Previsioni però più ottimistiche se si considerano gli effetti della Legge di Bilancio, che si vedranno soprattutto nel 2022. Grazie soprattutto alla decontribuzione al 30% sul lavoro, il Pil aumenterebbe nel 2022 del 2,5%, circa un punto in più di quanto previsto senza tenere conto della manovra. Ma resta il dato che la ripresa sarà segnata dal riaprirsi di un forte differenziale tra le due macro aree. Come si diceva, inoltre, ad incidere c’è anche la zona “grigia” del sommerso che ha riflessi su una caduta molto ampia del reddito disponibile delle famiglie (-6,3%) che si trasmette ai consumi privati con una contrazione che dovrebbe avvicinarsi ai dieci punti percentuali (-9,9%, in peggioramento di quasi un punto rispetto a luglio).
LA FOTOGRAFIA
I divari, si diceva, restano e si allargano. Basta sfogliare le pagine del lungo rapporto della Svimez. Ci sono dati sulla spesa sanitaria corrente pro capite, che portano a definire il Mezzogiorno «una zona rossa già prima della pandemia». Senza considerare le statistiche sui divari scolastici. La percentuale di tempo pieno nella scuola primaria è al Sud del 16%, al Centro-Nord del 46,1% con una media italiana del 35,4%. E la chiusura delle scuole in atto, rischia di accrescere ulteriormente i divari nell’educazione.

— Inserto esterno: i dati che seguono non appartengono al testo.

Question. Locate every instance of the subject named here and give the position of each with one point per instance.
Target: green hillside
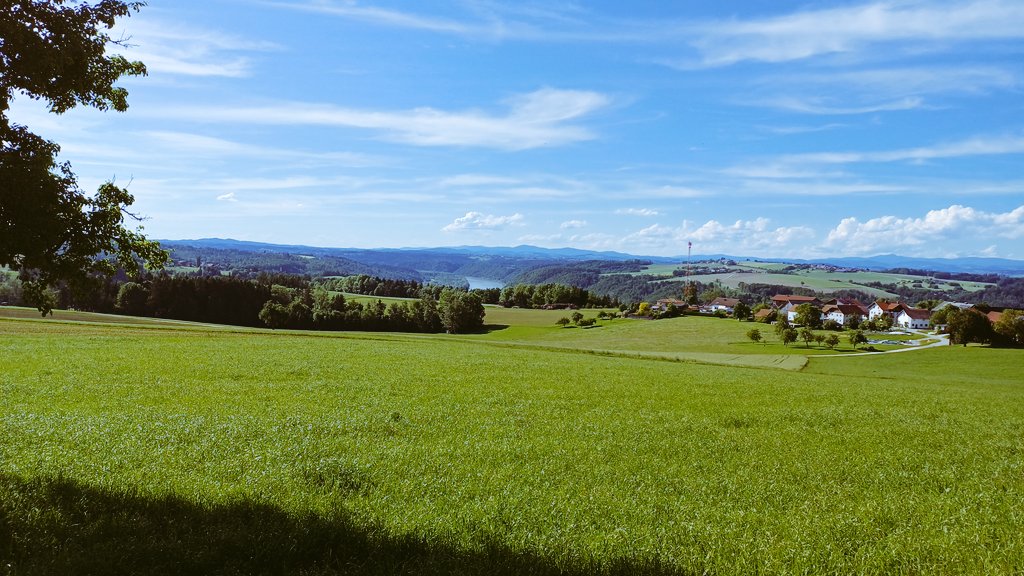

Al Sud i ragazzi tra 6 e 17 anni che vivono in famiglie in cui non sono disponibili dispositivi informatici sono il 19% contro il 12,2% medio italiano e la percentuale sale al 34% se in famiglia nessuno dei genitori è andato oltre la scuola dell’obbligo. «A noi», ha detto il presidente della Svimez Giannola, «serve far correre Napoli insieme a Milano, e non sacrificare una a beneficio dell’altra». Peppe Provenzano, ministro per il Sud, che dalla Svimez proviene, ha promesso che tra fondi strutturali e Recovery fund, per il Mezzogiorno ci saranno «140 miliardi complessivi nei prossimi 7 anni». Il presidente del Consiglio, Giuseppe Conte, che pure ha partecipato alla presentazione del rapporto, ha annunciato che tra i progetti del Recovery ci sarà «un polo Agritech per lo sviluppo di tecnologie nel settore agroalimentare» a Napoli. E ha aggiunto che i fondi europei saranno usati anche per garantire il tempo pieno a scuola su tutto il territorio nazionale». Resta la considerazione, fatta dalla Svimez, che la pandemia «non è stata una livella». Anzi, i divari per adesso li ha accresciuti.